Secrets Behind 'Hunger Games' Food Styling
The Hunger Games movie has already inspired a cookbook and a particularly disgusting food-off, but now, Hunger Games fans can get an inside look into a forgotten focal point of the books: the food.
Food stylist (and Tennessee caterer) Jack White recently revealed some of the secrets behind the movie's most awe-inspiring foodie shots, and his techniques are quite impressive. (This is the man responsible for styling Thomas Keller's dishes in the movie Spanglish, and refilling Chinese takeout containers for Ocean's Thirteen.) White recently told students at his alma mater, University of North Alabama, that The Hunger Games was one of the best movies he's worked on in his long career spanning 75 films. He said, "Food made up a big part of the film and there was more food we actually created than an any other film I've done. It was really fun making up food for the film."
So what were the techniques he used behind the legendary food shots of the movie? Read on:
• Who could forget Peeta's burnt bread that he handed to Katniss? To achieve that charred-crisp look, White had a blowtorch on hand. Before each take, he gave the bread a good scorch and handed it back to Peeta (Josh Hutcherson).

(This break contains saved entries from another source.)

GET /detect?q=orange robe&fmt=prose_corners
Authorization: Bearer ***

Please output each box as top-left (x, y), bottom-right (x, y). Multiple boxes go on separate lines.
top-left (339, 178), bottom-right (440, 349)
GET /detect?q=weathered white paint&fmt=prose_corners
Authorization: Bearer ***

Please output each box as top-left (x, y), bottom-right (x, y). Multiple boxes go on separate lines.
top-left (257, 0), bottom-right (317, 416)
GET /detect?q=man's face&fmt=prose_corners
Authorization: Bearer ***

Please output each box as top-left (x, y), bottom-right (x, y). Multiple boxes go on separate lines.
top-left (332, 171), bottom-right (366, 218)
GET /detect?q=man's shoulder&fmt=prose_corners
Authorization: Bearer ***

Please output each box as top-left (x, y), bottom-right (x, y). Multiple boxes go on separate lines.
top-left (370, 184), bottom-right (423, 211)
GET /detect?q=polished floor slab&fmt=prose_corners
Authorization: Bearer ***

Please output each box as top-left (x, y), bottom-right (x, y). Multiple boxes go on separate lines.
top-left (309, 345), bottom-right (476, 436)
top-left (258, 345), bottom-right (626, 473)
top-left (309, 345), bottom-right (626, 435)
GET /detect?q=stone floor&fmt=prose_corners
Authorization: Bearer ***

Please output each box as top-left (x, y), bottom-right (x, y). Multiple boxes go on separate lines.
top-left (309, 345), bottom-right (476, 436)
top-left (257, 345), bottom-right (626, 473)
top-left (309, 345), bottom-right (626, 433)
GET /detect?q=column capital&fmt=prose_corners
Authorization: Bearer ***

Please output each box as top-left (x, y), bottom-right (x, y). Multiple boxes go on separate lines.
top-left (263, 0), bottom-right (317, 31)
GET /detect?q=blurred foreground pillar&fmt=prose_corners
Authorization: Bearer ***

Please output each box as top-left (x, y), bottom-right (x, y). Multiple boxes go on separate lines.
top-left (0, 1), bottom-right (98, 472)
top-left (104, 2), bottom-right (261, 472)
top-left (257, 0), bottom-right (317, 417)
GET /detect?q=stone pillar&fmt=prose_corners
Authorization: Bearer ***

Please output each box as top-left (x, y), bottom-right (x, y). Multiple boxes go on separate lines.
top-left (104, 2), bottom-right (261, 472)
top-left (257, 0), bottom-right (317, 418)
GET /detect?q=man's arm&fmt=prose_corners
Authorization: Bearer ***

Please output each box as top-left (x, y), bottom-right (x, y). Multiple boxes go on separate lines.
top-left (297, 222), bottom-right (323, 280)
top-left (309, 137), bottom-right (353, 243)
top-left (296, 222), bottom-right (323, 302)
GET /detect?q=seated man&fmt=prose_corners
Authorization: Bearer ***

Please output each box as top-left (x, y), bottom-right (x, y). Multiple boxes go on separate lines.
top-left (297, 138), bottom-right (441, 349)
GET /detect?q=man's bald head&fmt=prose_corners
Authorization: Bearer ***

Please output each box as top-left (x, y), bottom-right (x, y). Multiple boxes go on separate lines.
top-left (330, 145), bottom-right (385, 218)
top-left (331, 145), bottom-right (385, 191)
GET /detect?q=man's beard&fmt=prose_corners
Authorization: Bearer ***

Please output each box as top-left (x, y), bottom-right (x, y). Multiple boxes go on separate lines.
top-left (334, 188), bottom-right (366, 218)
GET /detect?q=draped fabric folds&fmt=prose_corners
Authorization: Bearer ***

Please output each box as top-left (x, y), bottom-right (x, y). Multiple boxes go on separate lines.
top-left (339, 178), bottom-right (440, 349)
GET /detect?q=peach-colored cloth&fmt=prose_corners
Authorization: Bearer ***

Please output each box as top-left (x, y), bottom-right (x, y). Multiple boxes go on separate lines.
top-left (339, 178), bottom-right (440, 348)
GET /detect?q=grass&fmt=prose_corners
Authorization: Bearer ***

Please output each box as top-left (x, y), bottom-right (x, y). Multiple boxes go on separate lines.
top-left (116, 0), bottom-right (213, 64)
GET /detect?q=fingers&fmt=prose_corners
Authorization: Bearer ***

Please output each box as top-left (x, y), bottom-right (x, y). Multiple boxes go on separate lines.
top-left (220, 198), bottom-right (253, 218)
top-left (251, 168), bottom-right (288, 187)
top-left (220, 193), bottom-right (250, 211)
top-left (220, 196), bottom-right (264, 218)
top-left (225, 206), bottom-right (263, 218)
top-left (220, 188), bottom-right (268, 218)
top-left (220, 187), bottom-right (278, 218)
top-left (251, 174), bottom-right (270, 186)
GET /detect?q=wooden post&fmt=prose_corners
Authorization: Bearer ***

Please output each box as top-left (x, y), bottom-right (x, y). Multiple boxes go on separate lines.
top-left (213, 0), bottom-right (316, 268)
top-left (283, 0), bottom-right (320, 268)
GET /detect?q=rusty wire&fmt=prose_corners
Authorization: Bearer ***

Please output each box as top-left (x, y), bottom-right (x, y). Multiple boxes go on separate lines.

• The Cornish game hens and fish in the film (smoked in his brother's smoker) were stuffed with aluminum foil and molded to shape.
• The flying fish plate was hoisted up by aluminum foil, too, hovering over a plate of futuristic (and appetizing) rock salt.
• The hardest part of creating food for The Hunger Games? The exravagant meals in the Capitol. But it was also the most fun; said White, "I got to create a world where there was an excess of everything and everything was really beautiful."